Our English-based pals at Roll on Friday delivered an excellent scoop a few days ago regarding the implementation of a new initiative at Freehills:
Freehills has taken mad management group-think to a whole new level with the launch of a client care strategy which involves placing a single red chair in each of the firm’s meeting rooms. Hatched at the recent National Partners Conference, the new plan has been dubbed the “Empty Chair” initiative…According to a leaked internal email from Managing Partner Mark Rigotti the red chair “serves as a constant reminder that the client should always be top of mind” and it “symbolises our clients’ voice when discussions are held“
We weren’t really sure where Mr Rigotti was going with this empty chair business until we googled it, discovering that it is a psychological technique designed to adduce repressed feelings through imagination. Yes, according to psychologist C. Ramya, the rationale for the “empty chair technique” can be described as follows:
When the client expresses a conflict with another person, through this technique, the client is directed to talk to that another person who is imagined to be sitting in an empty chair beside or across the client. This helps the client to experience and understand the feeling more fully. Thus, it stimulates your thinking, highlighting your emotions and attitudes. For example, the therapist may say, “Imagine your father in this chair (about 3 feet away), see him vividly, and, now, talk to him about how you felt when he was unfaithful to your mother.” There are innumerable other people, objects (your car or wedding ring), parts of your personality (critical parent, natural child, introversion, obsession with work), any of your emotions, symptoms (headaches, fatigue), any aspect of a dream, a stereotype (blacks, macho males, independent women), and so on that you can imagine in the empty chair. The key is a long, detailed, emotional interaction–a conversation. You should shift back and forth between chairs as you also speak for the person-trait-object in the other chair. This “conversation” clarifies your feelings and reactions to the other person and may increase your understanding of the other person.
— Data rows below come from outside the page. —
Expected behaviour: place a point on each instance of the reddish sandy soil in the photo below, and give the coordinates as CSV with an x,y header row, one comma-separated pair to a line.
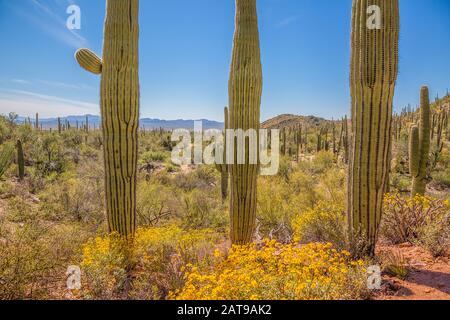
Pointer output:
x,y
428,279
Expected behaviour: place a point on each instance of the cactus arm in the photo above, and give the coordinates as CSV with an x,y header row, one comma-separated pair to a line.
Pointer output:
x,y
89,61
374,68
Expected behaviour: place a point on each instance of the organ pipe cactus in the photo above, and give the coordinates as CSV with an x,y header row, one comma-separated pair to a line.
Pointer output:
x,y
20,160
374,68
419,152
119,106
245,89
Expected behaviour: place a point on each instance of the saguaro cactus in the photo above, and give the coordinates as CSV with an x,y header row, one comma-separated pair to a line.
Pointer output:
x,y
223,168
374,68
119,110
245,89
6,155
20,160
419,149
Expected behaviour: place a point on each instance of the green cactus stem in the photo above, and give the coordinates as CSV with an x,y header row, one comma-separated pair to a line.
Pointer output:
x,y
6,155
245,89
119,106
223,168
374,68
420,176
20,160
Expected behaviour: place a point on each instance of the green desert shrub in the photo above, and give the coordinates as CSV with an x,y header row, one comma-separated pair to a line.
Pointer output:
x,y
411,219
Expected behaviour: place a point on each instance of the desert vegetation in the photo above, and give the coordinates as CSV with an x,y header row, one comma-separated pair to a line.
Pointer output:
x,y
349,193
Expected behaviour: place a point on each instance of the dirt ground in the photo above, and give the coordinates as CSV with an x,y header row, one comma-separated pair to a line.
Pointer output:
x,y
428,279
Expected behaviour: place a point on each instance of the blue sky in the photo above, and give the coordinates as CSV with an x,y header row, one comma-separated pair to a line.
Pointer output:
x,y
185,50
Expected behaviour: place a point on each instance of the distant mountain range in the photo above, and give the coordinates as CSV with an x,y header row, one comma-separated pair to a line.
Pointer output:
x,y
147,123
284,120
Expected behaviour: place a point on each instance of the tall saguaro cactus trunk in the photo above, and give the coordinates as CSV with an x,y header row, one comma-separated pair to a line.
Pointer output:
x,y
245,89
119,110
374,68
223,168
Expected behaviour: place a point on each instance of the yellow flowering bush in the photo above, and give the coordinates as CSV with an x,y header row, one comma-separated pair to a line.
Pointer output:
x,y
275,271
156,258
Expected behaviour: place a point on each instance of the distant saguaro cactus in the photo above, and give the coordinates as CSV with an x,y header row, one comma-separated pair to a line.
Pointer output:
x,y
374,68
119,109
419,153
245,89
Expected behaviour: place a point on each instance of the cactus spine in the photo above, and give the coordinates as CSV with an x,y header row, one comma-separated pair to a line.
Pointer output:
x,y
374,68
119,110
20,160
245,89
419,154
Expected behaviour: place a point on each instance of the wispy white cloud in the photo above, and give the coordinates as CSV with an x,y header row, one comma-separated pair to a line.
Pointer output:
x,y
20,81
50,22
27,103
287,21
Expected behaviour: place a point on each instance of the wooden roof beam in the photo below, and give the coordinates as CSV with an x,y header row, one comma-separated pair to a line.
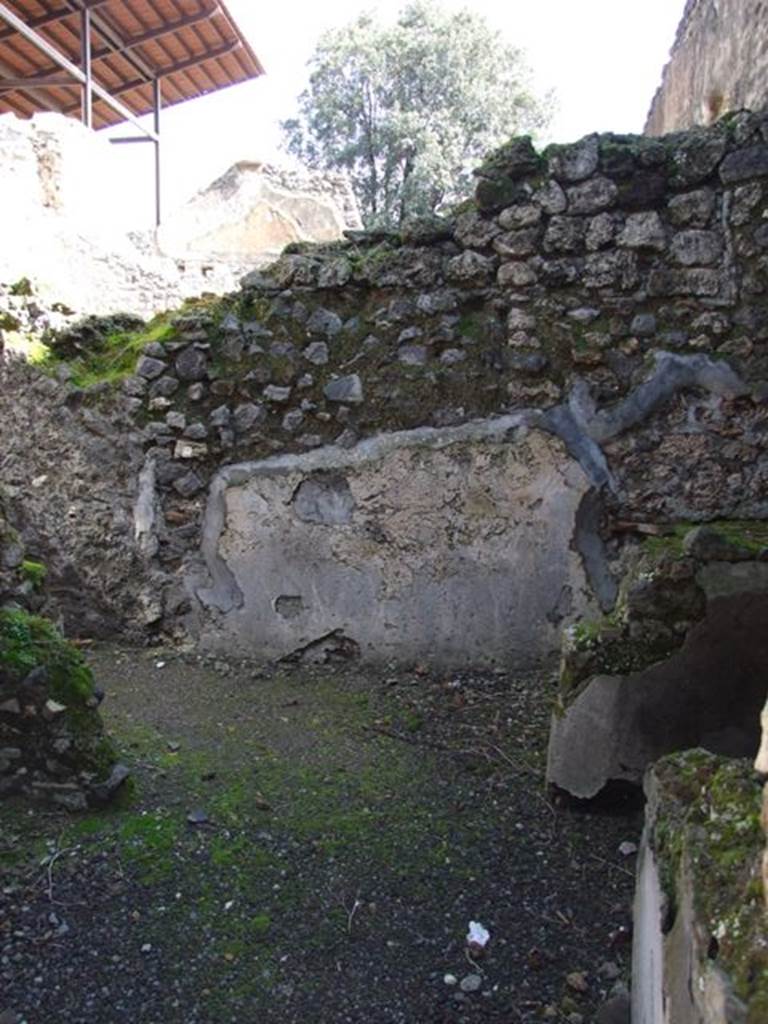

So presumably Mr Rigotti and his fellow Freehills partners will now be instructing all clients to “talk to the empty chair” and “imagine [insert issue/company] is sitting in the empty chair”. Tony Abbott, for example, might be instructed “imagine Julia Gillard is sitting in the chair“. Of course, we probably shouldn’t be surprised that Rigotti has been inspired by this psychological babble; last year when asked what would be his key focus as managing partner, Mr Rigotti told Lawyers Weekly:
There’s going to be a big, big focus on talking to clients. I’m pretty sick of looking at things with butcher’s paper. I want to have real interactions with clients rather than strategy sessions…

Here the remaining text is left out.